Toma conta de mim a velha que está por vir.
Converso animadamente com quem nunca vi antes:
na fila do supermercado
na espera da consulta
com a vendedora da loja.
Com o vigia do prédio, comento sobre o tempo toda santa vez que nos encontramos:
“- E a chuva lá fora?”
“- O calor tá demais, hein!”
Se fico uma semana sem vê-lo no posto é certo eu perguntar: ”- Estava de férias?”
Depois, viajo no elevador rindo sozinha.
A velha que está por vir me ronda diariamente. Posso até não lembrar mais da minha idade, do meu nome... mas jamais esqueço de levar o copo d’água fresca todas as noites para o quarto. Deus me livre e guarde de acordar com sede no meio da madrugada e não ter um copo pra me socorrer.

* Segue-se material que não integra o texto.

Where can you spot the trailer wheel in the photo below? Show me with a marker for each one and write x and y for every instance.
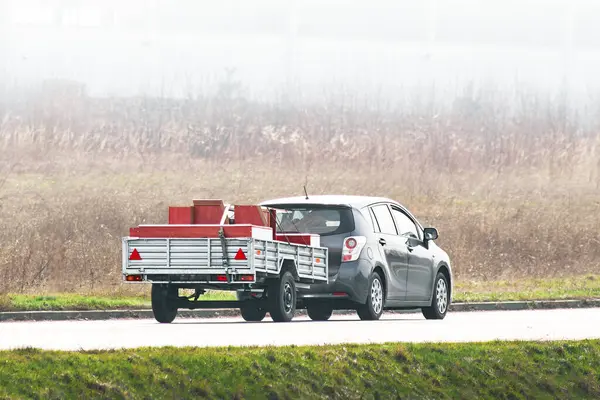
(162, 307)
(252, 314)
(282, 298)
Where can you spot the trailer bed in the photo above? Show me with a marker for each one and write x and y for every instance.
(201, 260)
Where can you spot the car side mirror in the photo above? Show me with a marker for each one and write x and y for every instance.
(430, 233)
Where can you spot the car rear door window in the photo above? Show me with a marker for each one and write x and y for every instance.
(406, 226)
(384, 219)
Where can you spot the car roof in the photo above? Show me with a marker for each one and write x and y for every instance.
(343, 200)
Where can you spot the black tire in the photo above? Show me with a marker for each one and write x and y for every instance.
(373, 308)
(252, 313)
(319, 312)
(162, 308)
(440, 299)
(282, 298)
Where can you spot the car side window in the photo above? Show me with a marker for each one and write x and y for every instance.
(384, 219)
(406, 226)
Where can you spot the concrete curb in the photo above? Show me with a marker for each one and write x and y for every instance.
(98, 315)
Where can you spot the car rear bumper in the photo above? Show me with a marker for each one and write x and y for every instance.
(350, 282)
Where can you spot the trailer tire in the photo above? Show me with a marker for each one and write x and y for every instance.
(252, 314)
(162, 307)
(282, 298)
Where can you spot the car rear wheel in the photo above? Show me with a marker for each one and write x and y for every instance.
(319, 312)
(439, 303)
(162, 305)
(373, 308)
(282, 298)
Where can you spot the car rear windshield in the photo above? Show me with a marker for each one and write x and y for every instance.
(320, 220)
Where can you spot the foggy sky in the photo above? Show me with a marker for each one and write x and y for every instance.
(304, 47)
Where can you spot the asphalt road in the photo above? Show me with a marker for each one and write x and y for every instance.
(457, 327)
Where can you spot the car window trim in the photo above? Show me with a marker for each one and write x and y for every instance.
(387, 206)
(419, 232)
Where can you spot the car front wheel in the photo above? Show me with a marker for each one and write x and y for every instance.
(439, 303)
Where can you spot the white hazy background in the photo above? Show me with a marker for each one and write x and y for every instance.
(306, 50)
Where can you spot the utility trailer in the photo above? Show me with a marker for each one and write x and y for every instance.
(213, 246)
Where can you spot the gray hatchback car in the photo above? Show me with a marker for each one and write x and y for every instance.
(380, 256)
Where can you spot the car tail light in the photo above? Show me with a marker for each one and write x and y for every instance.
(353, 245)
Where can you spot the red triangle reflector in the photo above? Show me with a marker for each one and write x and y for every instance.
(135, 255)
(240, 255)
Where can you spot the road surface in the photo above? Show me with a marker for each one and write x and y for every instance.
(457, 327)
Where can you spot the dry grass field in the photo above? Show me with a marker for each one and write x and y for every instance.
(513, 195)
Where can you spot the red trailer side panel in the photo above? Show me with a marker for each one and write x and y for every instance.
(208, 211)
(181, 215)
(247, 214)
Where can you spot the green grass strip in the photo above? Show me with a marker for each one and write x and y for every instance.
(497, 370)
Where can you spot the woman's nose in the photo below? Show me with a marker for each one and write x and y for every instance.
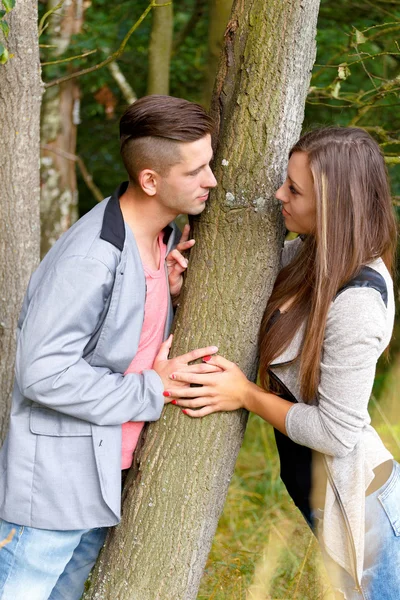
(280, 194)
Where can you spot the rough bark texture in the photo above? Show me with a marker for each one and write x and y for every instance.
(160, 49)
(20, 98)
(171, 508)
(220, 11)
(60, 118)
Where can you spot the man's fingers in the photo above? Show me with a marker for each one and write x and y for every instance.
(199, 368)
(185, 245)
(198, 353)
(185, 233)
(186, 392)
(201, 412)
(200, 379)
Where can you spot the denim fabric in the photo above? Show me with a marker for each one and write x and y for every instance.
(381, 574)
(40, 564)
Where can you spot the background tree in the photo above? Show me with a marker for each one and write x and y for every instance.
(20, 97)
(160, 48)
(172, 506)
(60, 118)
(220, 11)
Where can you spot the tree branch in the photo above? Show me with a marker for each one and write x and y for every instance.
(197, 13)
(88, 179)
(124, 86)
(56, 62)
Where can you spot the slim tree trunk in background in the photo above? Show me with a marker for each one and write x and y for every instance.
(220, 11)
(160, 49)
(20, 98)
(171, 508)
(60, 117)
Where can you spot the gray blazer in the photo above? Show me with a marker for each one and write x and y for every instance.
(79, 329)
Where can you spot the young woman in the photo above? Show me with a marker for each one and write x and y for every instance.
(327, 322)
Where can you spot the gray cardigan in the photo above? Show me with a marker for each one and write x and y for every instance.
(337, 424)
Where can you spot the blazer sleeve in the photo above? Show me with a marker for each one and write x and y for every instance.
(50, 369)
(353, 342)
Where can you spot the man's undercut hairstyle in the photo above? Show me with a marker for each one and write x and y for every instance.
(152, 129)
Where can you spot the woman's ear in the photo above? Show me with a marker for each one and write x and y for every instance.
(148, 181)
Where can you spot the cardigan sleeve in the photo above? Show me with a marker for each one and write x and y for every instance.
(355, 328)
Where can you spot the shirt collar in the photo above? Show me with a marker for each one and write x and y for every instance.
(113, 228)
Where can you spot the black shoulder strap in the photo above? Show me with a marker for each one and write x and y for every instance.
(367, 277)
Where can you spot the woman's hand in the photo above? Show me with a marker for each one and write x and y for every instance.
(164, 366)
(223, 390)
(177, 263)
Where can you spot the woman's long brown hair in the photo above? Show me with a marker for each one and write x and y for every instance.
(355, 224)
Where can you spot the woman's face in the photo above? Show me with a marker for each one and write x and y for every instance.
(297, 195)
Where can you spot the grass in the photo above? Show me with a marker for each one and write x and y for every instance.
(263, 549)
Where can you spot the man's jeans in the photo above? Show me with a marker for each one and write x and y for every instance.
(40, 564)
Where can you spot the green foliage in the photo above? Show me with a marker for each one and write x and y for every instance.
(5, 28)
(3, 55)
(8, 5)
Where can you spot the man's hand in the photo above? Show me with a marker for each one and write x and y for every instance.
(164, 366)
(177, 264)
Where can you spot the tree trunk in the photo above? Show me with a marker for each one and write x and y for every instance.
(60, 118)
(171, 508)
(20, 97)
(220, 11)
(160, 49)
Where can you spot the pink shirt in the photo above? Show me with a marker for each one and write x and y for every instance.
(151, 338)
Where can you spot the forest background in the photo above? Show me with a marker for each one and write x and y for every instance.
(262, 548)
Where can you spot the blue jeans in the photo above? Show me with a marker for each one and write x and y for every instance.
(40, 564)
(381, 574)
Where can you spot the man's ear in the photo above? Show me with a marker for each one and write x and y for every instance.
(148, 181)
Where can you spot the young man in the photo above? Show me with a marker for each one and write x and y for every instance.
(91, 356)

Dissimulada, a nova velha fala coisas sérias, gracejando da vida. Quando digo para fulano que ele é um chato, porque de fato o acho chato, deixo no ar a dúvida cínica se estou sendo sincera ou se estou apenas brincando. Velha esperta, assim ela evita discussões. Como uma boa velha, perco a memória com a maior facilidade. Esqueço as tristezas num triz. Os segredos que ouço se apagam em dez minutos. Os compromissos enfadonhos se evaporam da agenda. Pagar conta no dia certo agora é raridade, calendário virou sopa de numerinhos.
Pena que momentos sagrados também se apagam com o tempo!
A velha que já me habita sabe muito bem o que é felicidade, ela viveu o suficiente para decifrar os desafios do coração: amor, paixão, atração, tesão, sedução... é tudo a mesma coisa.
O desafio da velha agora é manter lento o ritmo da caminhada rumo ao tempo que ainda lhe resta. E a tempo de conseguir amarrar a eternidade aos pés da sua cama.